I'm pretty sure the ~ね means ~isn't it? And if it ended with か the sentence would be "It's a small bed?" or " Is it a small bed" depending on the tone of voice, I'm no expert at Japanese so you may want to check


The "ne" ending is a rhetorical finish to the statement with a meaning similar to "right?" or "isn't it?". The sentence itself is not a question.


In Portuguese we say "né" meaning the same thing. And it stands to "não é" or "is not" in English.




Yep, confirmed.


This sentence really makes me tired of the dakuten key.

... For the mobile app users reading this, the dakuten are the little " and ° on kana to make the ga, za, da, ba, and pa letters.


Can't I use the adjective after the noun?


Not without the "wa" particle


As far as I noticed from several lessons, the main topic word comes in first position indeed. Here the discussion emphasises on the size of the bed, not on the bed itself (thanks for your post @uhmdown)

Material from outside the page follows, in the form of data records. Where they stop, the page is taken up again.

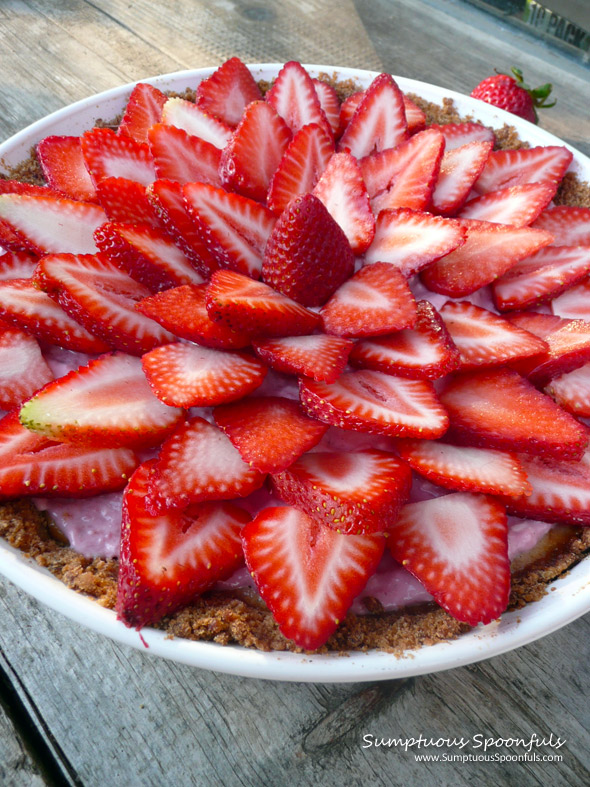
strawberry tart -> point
(296, 366)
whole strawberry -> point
(512, 94)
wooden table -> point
(77, 709)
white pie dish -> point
(569, 598)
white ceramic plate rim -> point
(569, 597)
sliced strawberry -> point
(342, 190)
(411, 239)
(169, 559)
(64, 167)
(228, 91)
(425, 352)
(183, 312)
(192, 119)
(516, 205)
(466, 469)
(198, 462)
(146, 254)
(252, 155)
(110, 155)
(47, 224)
(500, 409)
(143, 110)
(404, 176)
(25, 306)
(488, 252)
(321, 357)
(301, 166)
(101, 298)
(233, 229)
(307, 573)
(22, 367)
(180, 157)
(569, 226)
(293, 96)
(126, 201)
(459, 169)
(359, 492)
(376, 403)
(572, 391)
(457, 546)
(376, 300)
(188, 375)
(270, 432)
(379, 121)
(105, 403)
(560, 491)
(540, 277)
(459, 134)
(486, 339)
(506, 168)
(254, 308)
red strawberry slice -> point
(105, 403)
(357, 493)
(404, 176)
(198, 462)
(254, 308)
(486, 339)
(377, 403)
(188, 375)
(166, 199)
(541, 276)
(143, 110)
(126, 201)
(169, 559)
(517, 205)
(192, 119)
(560, 491)
(307, 256)
(183, 312)
(111, 155)
(228, 91)
(329, 102)
(48, 224)
(301, 166)
(425, 352)
(342, 190)
(180, 157)
(25, 306)
(146, 254)
(64, 167)
(488, 252)
(270, 432)
(293, 96)
(466, 469)
(376, 300)
(459, 134)
(379, 121)
(411, 240)
(320, 357)
(569, 226)
(102, 299)
(22, 367)
(233, 229)
(307, 574)
(252, 155)
(500, 409)
(572, 391)
(457, 546)
(506, 168)
(459, 169)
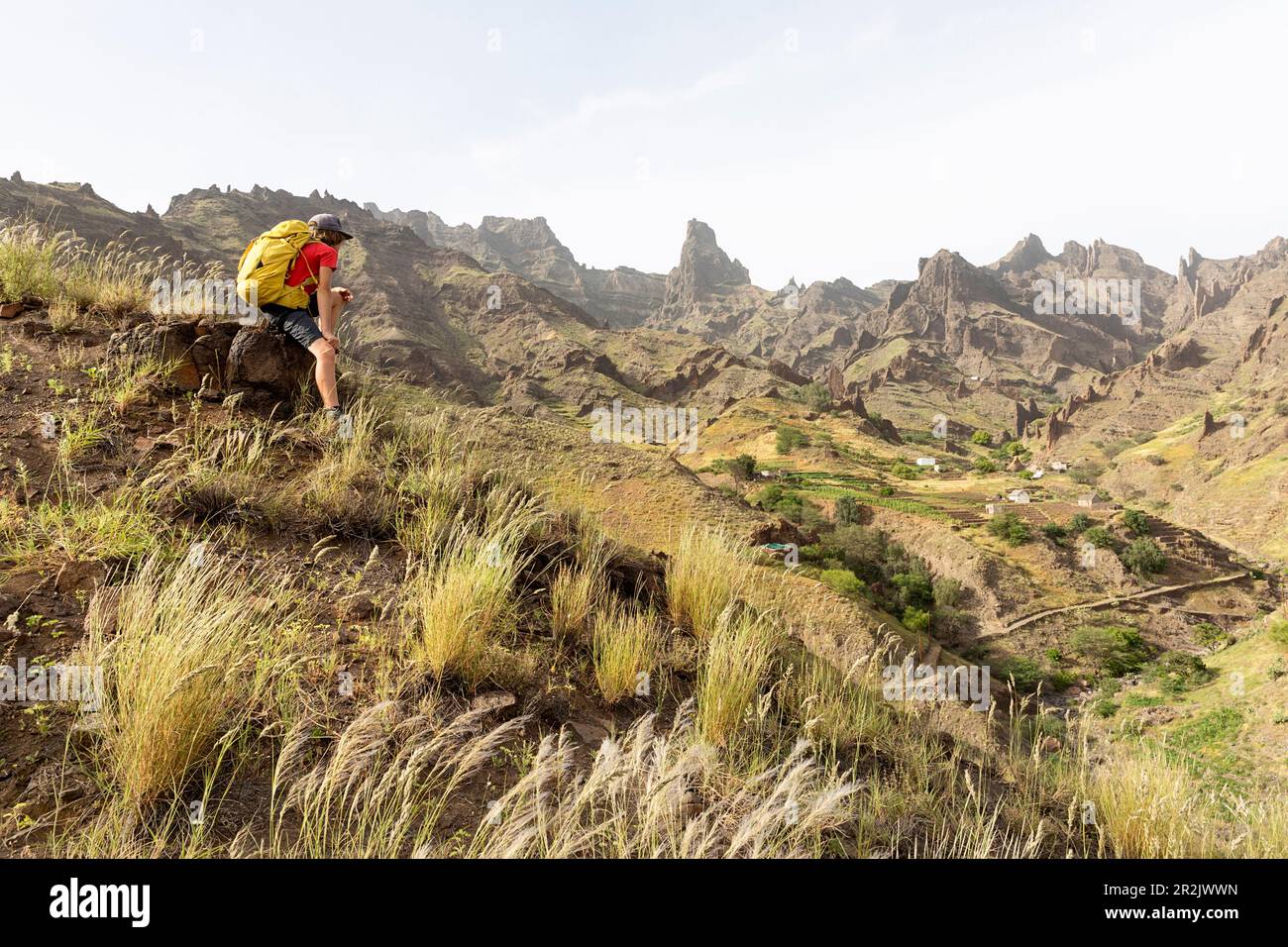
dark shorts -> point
(299, 324)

Is 小さなベッドですよね really wrong?


Shouldn't we say, chiisana beddo?


oh my god they were roommates


why can't you use - ベッドちょっと小さいですね。

  1. The use of "chotto" alters the meaning of the sentence
  2. You would have to use "ha/wa" after "beddo". The original sentence doesn't need a particle because the adjective is not the topic of the sentence, and after "beddo" there is "desu", so adding "wa/ha" would just mean "As for small bed, polite sentence ending" which makes no sense. I hope this explanation is understandable, I'm not that good at making complex sentences in English ^^'


When you put ち instead of さ because you're dyslexic.

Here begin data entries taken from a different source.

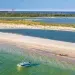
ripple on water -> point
(11, 55)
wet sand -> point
(59, 48)
(22, 26)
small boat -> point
(25, 64)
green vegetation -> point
(35, 23)
(34, 14)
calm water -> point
(69, 20)
(10, 56)
(50, 34)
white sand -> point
(57, 47)
(22, 26)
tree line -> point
(16, 14)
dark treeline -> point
(35, 14)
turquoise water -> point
(48, 34)
(65, 20)
(11, 55)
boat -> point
(25, 64)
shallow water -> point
(11, 55)
(65, 20)
(49, 34)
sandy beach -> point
(59, 48)
(22, 26)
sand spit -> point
(59, 48)
(22, 26)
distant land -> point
(37, 13)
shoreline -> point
(59, 48)
(26, 26)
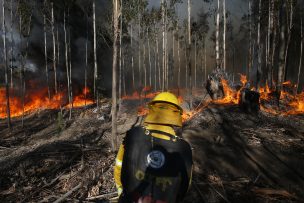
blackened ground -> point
(238, 157)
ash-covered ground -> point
(238, 157)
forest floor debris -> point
(238, 157)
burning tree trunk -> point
(282, 48)
(249, 101)
(95, 52)
(217, 46)
(45, 51)
(54, 48)
(114, 96)
(6, 67)
(301, 54)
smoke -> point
(30, 49)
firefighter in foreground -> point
(153, 163)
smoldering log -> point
(249, 101)
(214, 87)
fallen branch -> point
(68, 193)
(108, 195)
(273, 192)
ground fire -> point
(165, 101)
(38, 100)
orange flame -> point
(231, 96)
(38, 100)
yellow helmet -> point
(166, 97)
(164, 109)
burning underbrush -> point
(38, 99)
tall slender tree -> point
(217, 46)
(45, 48)
(290, 11)
(114, 71)
(259, 44)
(54, 47)
(8, 112)
(301, 54)
(224, 35)
(95, 51)
(280, 77)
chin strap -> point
(172, 137)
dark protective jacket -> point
(155, 169)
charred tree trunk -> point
(150, 65)
(114, 69)
(259, 69)
(274, 23)
(163, 51)
(268, 61)
(54, 48)
(45, 52)
(179, 61)
(224, 34)
(120, 58)
(12, 47)
(8, 112)
(144, 64)
(86, 66)
(189, 51)
(70, 66)
(217, 46)
(67, 62)
(282, 47)
(139, 47)
(250, 42)
(289, 27)
(132, 59)
(95, 51)
(301, 55)
(195, 61)
(205, 61)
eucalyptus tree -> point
(25, 13)
(280, 76)
(45, 11)
(116, 14)
(289, 24)
(301, 52)
(203, 29)
(6, 67)
(129, 17)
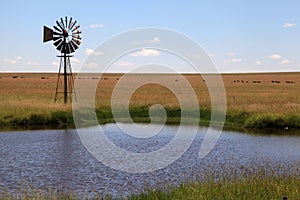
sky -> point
(238, 35)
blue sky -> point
(240, 36)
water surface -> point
(56, 158)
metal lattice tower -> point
(66, 38)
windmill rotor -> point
(65, 35)
(66, 39)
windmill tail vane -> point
(66, 39)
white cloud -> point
(10, 61)
(91, 65)
(55, 63)
(145, 52)
(32, 63)
(275, 57)
(285, 61)
(96, 26)
(154, 40)
(75, 60)
(230, 53)
(288, 25)
(211, 55)
(233, 60)
(90, 52)
(123, 64)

Ok the kana when I clicked on "isn't" was not the correct answer but since I got it right I can't report it.

But as for why there is no ka, because ne as an ending in this case is used in a way that is seeking the listeners agreement. I've actually heard someone who is Canadian say that it is used the similar way that they use eh. So desu ne, is like when you say something that you know the answer but you want the other person to agree. So you know it's true but you say it as a rhetorical question or like "nice day today, isn't it?". Or "the pizza's good, right?" It's not necessarily a sentence that is a question but the tone makes it clear that you are seeking a reply.

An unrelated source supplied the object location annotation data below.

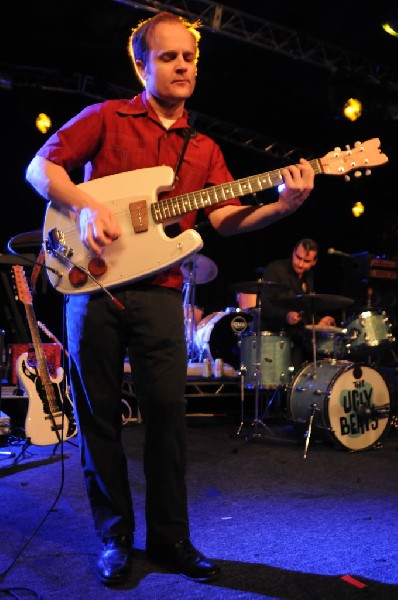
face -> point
(303, 260)
(170, 73)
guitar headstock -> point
(21, 285)
(363, 156)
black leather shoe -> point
(114, 561)
(184, 559)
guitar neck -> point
(168, 208)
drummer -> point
(296, 273)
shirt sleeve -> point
(75, 142)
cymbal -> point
(28, 239)
(313, 302)
(202, 269)
(258, 287)
(325, 328)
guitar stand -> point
(28, 443)
(3, 453)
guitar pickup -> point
(139, 216)
(55, 243)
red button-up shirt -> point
(123, 135)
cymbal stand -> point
(313, 339)
(189, 315)
(243, 370)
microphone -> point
(339, 253)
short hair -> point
(138, 45)
(309, 245)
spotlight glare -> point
(43, 122)
(352, 109)
(358, 209)
(391, 28)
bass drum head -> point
(352, 402)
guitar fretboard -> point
(179, 205)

Languages are weird... It's a weird thing to do if you really think about it... But yea, as far as i know that's how ne is used in that context, so it is a question.

Also technically questions don't require ka, if you say it with an upwards inflection it sounds like a question, which is also true in English. You probably do it alot without thinking about it. We have like 6 question words but lots of questions don't use one. For example "going out tonight?". Has no question word in it, but when you speak you say it in a questioning tone and so it still is a question..

Strange, isn't it? (See what I did there, no question word and I did the I already know the answer thing but I still am asking a question thing)


Is ベッドは小さいですね wrong?


Both ultimately convey the same meaning but there's enough of a difference to say it's an incorrect translation from a grammatical point of view. ベッドは小さいですね means "The bed is small, isn't it."


This is a tricky one... Thanks!


I'm certain I've always heard the word pronounced by native speakers as BETTO, not BEDDO.